Buy pressure: where new APT goes

The buy ledger is effectively empty. Programmatic buyback is zero — staking rewards are paid from fresh emission, not from buying APT on the market. Protocol fee burn is structurally present but immaterial at this scale: 100% of the base gas fee is burned, and gas was raised 10× in 2026, yet the absolute pace is tiny next to staking emission, so it nets to zero in the ledger and scales only with on-chain activity. Foundation buy is zero — there is no accumulation programme. New long-term lock is zero: the 210M Foundation lock is counted as a removed overhang on the sell side, not as a market buy. With nothing absorbing supply, the unlock schedule has no structural counterweight this window.

Foundation and overhang

Two overhangs are tracked. The largest is the ~1.28B APT still unvested toward the proposed 2.1B supply cap — released through the published monthly cliff schedule at ~11.3M per month until the four-year cycle ends Oct 2026, after which the pace drops about 60%. The second is the Foundation's 210M APT permanent lock, which is removed from the float rather than scheduled for release. Both are walked on a bi-weekly cadence. If either balance falls between refreshes faster than the published schedule implies, the outflow enters Sell #3 at the next refresh.
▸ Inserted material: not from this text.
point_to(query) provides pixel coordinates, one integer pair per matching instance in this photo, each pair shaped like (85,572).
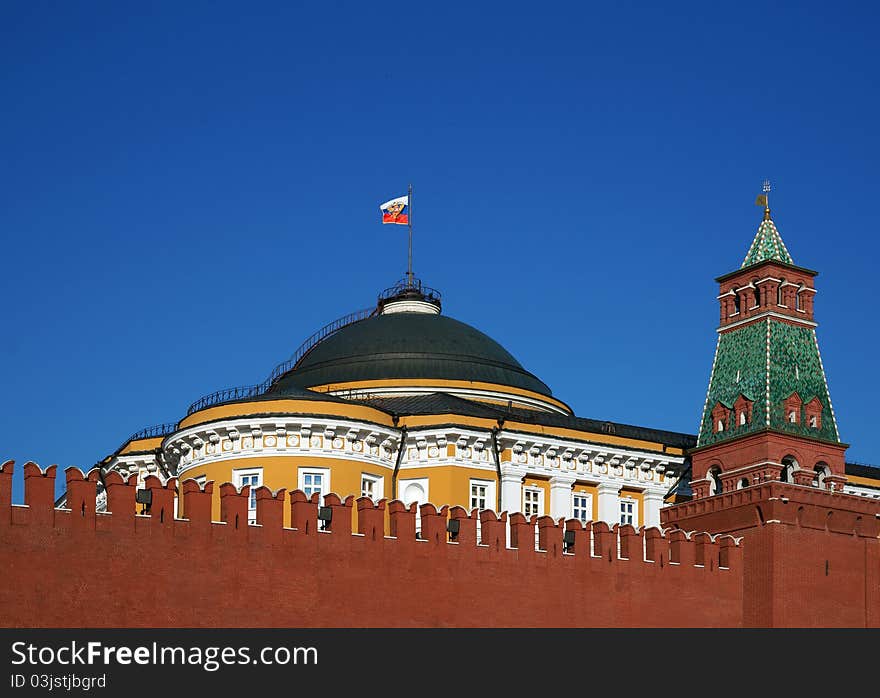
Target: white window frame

How APT compares to other proof-of-stake Layer 1s

APT sits in the staking-emission-plus-vesting camp of proof-of-stake Layer 1s — the same structural class as Sui, Near, and other 2022-2023 launches whose float is still expanding through multi-year cliffs. Like those peers, APT's supply pressure is the sum of a continuous staking mint and a scheduled unlock stream, with no fee burn large enough to offset it. What separates APT this cycle is the direction of travel: the 5.19%-to-2.6% staking cut, the 10× gas-fee burn, the 210M permanent lock, and the proposed 2.1B hard cap are all moves toward lower emission — a deliberate pivot from subsidy-driven issuance toward a capped, performance-driven model.

Against an uncapped continuous-emission chain that never tapers, APT's defining feature is the October 2026 cliff-cycle expiry: the heaviest unlock pressure has a known end date. Against a fixed-cap, cliff-vested token like ONDO — quiet between annual unlocks — APT is the busier of the two right now, because its monthly cadence keeps supply entering every month rather than once a year. The mechanism that would change APT's reading is not price but the unlock calendar: once the four-year cycle ends, the vesting line collapses and the staking mint (now at 2.6%) becomes the dominant flow.

What to watch in the next 90 days

Three things move the reading. First, the monthly unlocks on roughly Jul 12 2026, Aug 12 2026, and Sep 12 2026 — each ~11.3M APT, the bulk of the sell side. Second, the 2.1B supply cap — if governance formally enacts the cap, the ceiling on future emission is locked, a structural change to the framework reading. Third, the Oct 2026 cycle expiry— it lands just beyond this window but cuts the unlock pace by ~60%, the single biggest scheduled shift in APT's supply curve.

Summary

APT is the staking token of an uncapped (soon-capped) proof-of-stake Layer 1, so the Pressure Framework reads +4.80% net inflation for the trailing 90 days against a monitor reading of +3.42%— a 1.38-point gap that ships a ⚠ chip, explained by the Foundation's 210M permanent lock and re-staking absorbing part of each gross unlock. New supply is ~5.4M staking emission (rate halved to 2.6%) plus ~33.9M in monthly vesting unlocks, with an empty buy ledger. The key risk is the unlock schedule itself; the ceiling is the proposed 2.1B cap, and the heaviest pressure expires in October 2026.

MrNasdog Pressure Framework analysis of APT, Metric 1 — Inflation. Data + explanation only. Not financial advice. Updated June 12, 2026.